9. An address delay circuit comprising:

a delay unit including a plurality of flip-flops coupled in series, and configured to output external address as delayed address after delaying the external address;

a control clock input/output selecting delay unit configured to selectively receive the external address or the delayed address in response to an input control signal, and output the received address as internal address after delaying the received address; and

a clock control unit configured to provide a clock or a signal held to a specific level, to the flip-flops in response to the input control signal.

10. The address delay circuit according to claim 9, wherein the clock control unit provides the clock to the flip-flops when the input control signal is enabled, and provides the signal held to the specific level to the flip-flops when the input control signal is disabled.

11. The address delay circuit according to claim 10, wherein the control clock input/output selecting delay unit receives and delays the delayed address and outputs the delayed address as the internal address when the input control signal is enabled, and receives and delays the external address and outputs the external address as the internal address when the input control signal is disabled.

12. An address delay circuit comprising:

a delay unit configured to output external address as delayed address after delaying the external address;

a first output selecting flip-flop configured to delay the delayed address, and output the delayed address through a first output terminal or a second output terminal in response to an output control signal;

a second output selecting flip-flop configured to delay a signal outputted from the first output terminal of the first output selecting flip-flop, and output the signal outputted from the first output terminal of the first output selecting flip-flop as an internal address; and

a clock control unit configured to provide a clock to the second output selecting flip-flop as a control clock in response to the output control signal.

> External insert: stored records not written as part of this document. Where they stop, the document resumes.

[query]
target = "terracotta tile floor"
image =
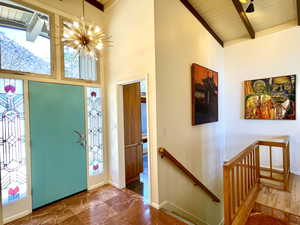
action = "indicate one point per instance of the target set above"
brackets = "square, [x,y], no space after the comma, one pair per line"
[104,206]
[263,220]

13. The address delay circuit according to claim 12, wherein the clock control unit provides the clock to the second output selecting flip-flop as the control clock when the output control signal is enabled, and holds the control clock to a specific level and provides the held control clock to the second output selecting flip-flop when the output control signal is disabled.

14. The address delay circuit according to claim 12, wherein the first output selecting flip-flop delays the delayed address and outputs the delayed address through the first output terminal when the output control signal is enabled, and delays the delayed address and output the delayed address as the internal address through the second output terminal when the output control signal is disabled.